04 March 2010
One of the headlines in today's on-line edition of the Bookseller: Stop Press: Frank Blair Memoirs Out In September.
You read that and you think, who in the name of God is Frank Blair, and why is someone publishing his memoir? Then you realise that frank is an adjective rather than someone's name, and you click on the link and there he is, the Demon of Downing Street - well, actually, a demon of Downing Street, because there have been, and currently are, others - in all the smug smugness of his completely smug smuggity smug smug smuggery. A quick scan of the article and one is reminded of the fact that it's estimated that Blair received an advance of somewhere in the region of £5-6million for the memoirs of his brother, Frank. In how many different ways is that outrageously wrong?

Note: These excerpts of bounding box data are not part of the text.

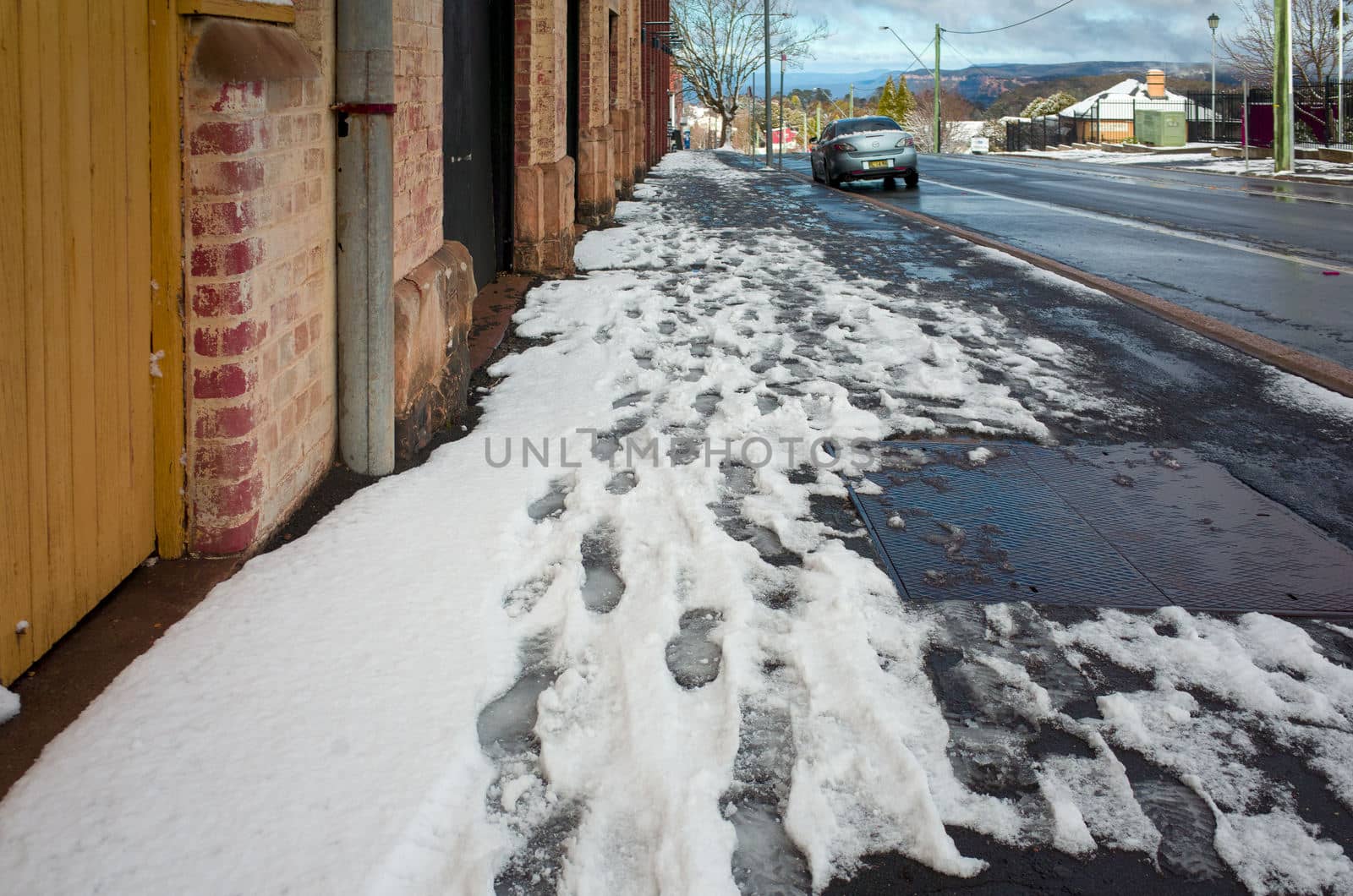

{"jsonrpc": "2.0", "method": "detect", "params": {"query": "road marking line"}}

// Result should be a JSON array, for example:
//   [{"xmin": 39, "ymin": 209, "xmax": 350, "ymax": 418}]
[
  {"xmin": 923, "ymin": 178, "xmax": 1353, "ymax": 273},
  {"xmin": 945, "ymin": 157, "xmax": 1353, "ymax": 207}
]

Well, it won't stop the ex-PM getting his loot, but one can only hope that the stupid book sells about three copies; within a month is available for £1 from bargain bookshops; and that the offending publisher - Hutchinson - do not make back a penny of what they paid him.
That's the depressing thing about reading The Bookseller. I get the Bookseller because I'm nominally part of the publishing business. I like to keep in touch. Every morning I put on a shirt and tie and a clean pair of underpants and sit at a desk reading that day's publishing news, so that I have ten minutes when I can feel like a real publishing executive. Ten minutes later, weighed down by all the latest god-awful publishing news, I retreat to my author's reserve, and try to fight my way through that day's depression and all-encompassing feeling of hopelessness and utter dejection brought on by reading the Bookseller.

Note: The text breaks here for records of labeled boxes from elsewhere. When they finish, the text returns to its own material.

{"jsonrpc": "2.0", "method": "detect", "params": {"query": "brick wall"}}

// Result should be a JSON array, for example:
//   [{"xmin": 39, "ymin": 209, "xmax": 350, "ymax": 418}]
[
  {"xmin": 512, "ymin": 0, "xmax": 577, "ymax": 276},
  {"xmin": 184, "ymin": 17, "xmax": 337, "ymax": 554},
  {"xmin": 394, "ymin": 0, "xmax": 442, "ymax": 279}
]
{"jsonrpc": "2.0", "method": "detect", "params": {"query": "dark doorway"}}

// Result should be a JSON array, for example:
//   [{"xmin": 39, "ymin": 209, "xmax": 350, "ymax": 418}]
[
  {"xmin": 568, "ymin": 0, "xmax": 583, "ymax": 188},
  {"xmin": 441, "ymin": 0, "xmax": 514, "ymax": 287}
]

Rarely does one read a piece on a forthcoming book release or new signing without feeling despair for the business and the very fabric of society itself. But then, you don't have to read the Bookseller at £4/week. Just look at the bestseller lists, of vampires and celebrities and film tie-ins and celebrity vampires and celebrity film tie-ins and vampire tie-ins and tied up vampire celebrities.
Horribly depressing. And that's without even looking at the Misery Memoirs...
To the vodka cabinet, chaps, not a moment to lose!
Coming soon: The Barney Thomson Vampire Diaries: Why Barney and Cheryl Split (Film tie-in) Hardback £14.99 from Long Midnight Publishing (978-0-9561466-9-4)
I wonder if it works to put film tie-in on a book, even if there's no film?